Un joli mois de mai

Il y a 40 ans tout pile, le 10 mai 1981, François Mitterrand devenait le premier président de gauche, même si certains lui contesteront cette filiation, de la 5e république. Cela faisait 23 ans presque jour pour jour que nous subissions le pouvoir absolu d’une droite, longtemps camouflée sous un gaullisme se prétendant au-dessus des partis, puis le pompidolisme et le giscardisme. On n’en finissait plus d’espérer une alternance démocratique. Les vieux militants se lamentaient à l’idée qu’ils ne le verraient pas de leur vivant, mais les attentes étaient à la mesure de l’espoir qu’elles avaient fait naître.

Avec une pointe d’humour, les manifestants sortis pour fêter la victoire de la gauche malgré la pluie, scandaient une revendication toute symbolique : « Mitterrand ! du soleil ! » Sous la plaisanterie perçait la folle espérance qu’enfin tout était possible et que le slogan « changer la vie, ici et maintenant » pouvait devenir réalité. Le « peuple de gauche » avait tellement envie d’y croire, il y avait tellement de soif de changement, que ce mois de mai berçait beaucoup d’illusions, mais pas seulement. Les premiers mois et les premières années ont permis quelques avancées, dont l’abolition de la peine de mort, qui restera un marqueur de cette période, avant le tournant de la rigueur, qui signera un retour à la realpolitik.

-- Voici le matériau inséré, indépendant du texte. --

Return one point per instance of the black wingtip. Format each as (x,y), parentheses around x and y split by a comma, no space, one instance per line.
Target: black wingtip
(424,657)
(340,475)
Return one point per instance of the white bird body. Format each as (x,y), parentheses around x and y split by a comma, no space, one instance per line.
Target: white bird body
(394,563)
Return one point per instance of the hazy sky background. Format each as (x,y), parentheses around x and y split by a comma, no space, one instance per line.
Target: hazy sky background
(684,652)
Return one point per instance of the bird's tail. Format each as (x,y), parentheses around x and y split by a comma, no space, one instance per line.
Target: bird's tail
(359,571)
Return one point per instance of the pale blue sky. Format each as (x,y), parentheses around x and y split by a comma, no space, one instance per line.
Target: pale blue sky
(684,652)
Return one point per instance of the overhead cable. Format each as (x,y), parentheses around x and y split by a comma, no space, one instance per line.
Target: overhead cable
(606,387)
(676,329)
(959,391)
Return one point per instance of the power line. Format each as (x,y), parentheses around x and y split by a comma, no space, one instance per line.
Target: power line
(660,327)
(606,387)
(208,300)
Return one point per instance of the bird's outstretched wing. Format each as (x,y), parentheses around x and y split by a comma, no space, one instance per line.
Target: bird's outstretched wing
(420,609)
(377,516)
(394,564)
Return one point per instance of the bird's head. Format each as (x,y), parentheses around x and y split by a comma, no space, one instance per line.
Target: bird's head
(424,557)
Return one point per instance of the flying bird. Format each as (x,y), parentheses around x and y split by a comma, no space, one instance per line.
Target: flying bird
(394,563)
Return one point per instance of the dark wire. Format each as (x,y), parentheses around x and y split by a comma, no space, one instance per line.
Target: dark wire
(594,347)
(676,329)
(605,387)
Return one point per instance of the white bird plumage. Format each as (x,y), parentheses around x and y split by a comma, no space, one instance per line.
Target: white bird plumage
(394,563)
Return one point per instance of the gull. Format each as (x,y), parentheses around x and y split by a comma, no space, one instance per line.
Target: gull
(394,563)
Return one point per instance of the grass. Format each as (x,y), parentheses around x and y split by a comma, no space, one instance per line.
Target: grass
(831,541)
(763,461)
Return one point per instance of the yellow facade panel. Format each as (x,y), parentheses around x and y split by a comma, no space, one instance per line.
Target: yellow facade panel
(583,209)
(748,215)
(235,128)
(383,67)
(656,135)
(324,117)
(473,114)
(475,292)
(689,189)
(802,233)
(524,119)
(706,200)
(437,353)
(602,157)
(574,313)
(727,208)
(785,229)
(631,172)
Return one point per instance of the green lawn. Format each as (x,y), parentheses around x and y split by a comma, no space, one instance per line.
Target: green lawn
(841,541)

Si les mois d’avril sont meurtriers, à en croire le film de Laurent Heinemann, les grands évènements surviennent souvent en mai, comme si l’histoire décidait d’y faire ce qui lui plait. Pour ma part, c’est le coup d’État du général de Gaulle le 13 mai 1958 qui sera le début d’une conscience politique. Je n’avais pas connu le personnage historique de 1940 et son appel à la résistance. Je ne voyais que le militaire qui prenait le pouvoir contre les instances civiles démocratiquement élues pour prolonger une politique colonialiste en défendant l’Algérie française, qu’il s’empressera de liquider ensuite. Comme le président actuel, de Gaulle tentera sans arrêt de brouiller les cartes pour se maintenir au pouvoir, jusqu’au référendum perdu en avril 1969, qui amènera son départ. C’est peut-être pourquoi Macron traine des pieds pour organiser la consultation populaire promise afin d’inscrire l’écologie dans la constitution.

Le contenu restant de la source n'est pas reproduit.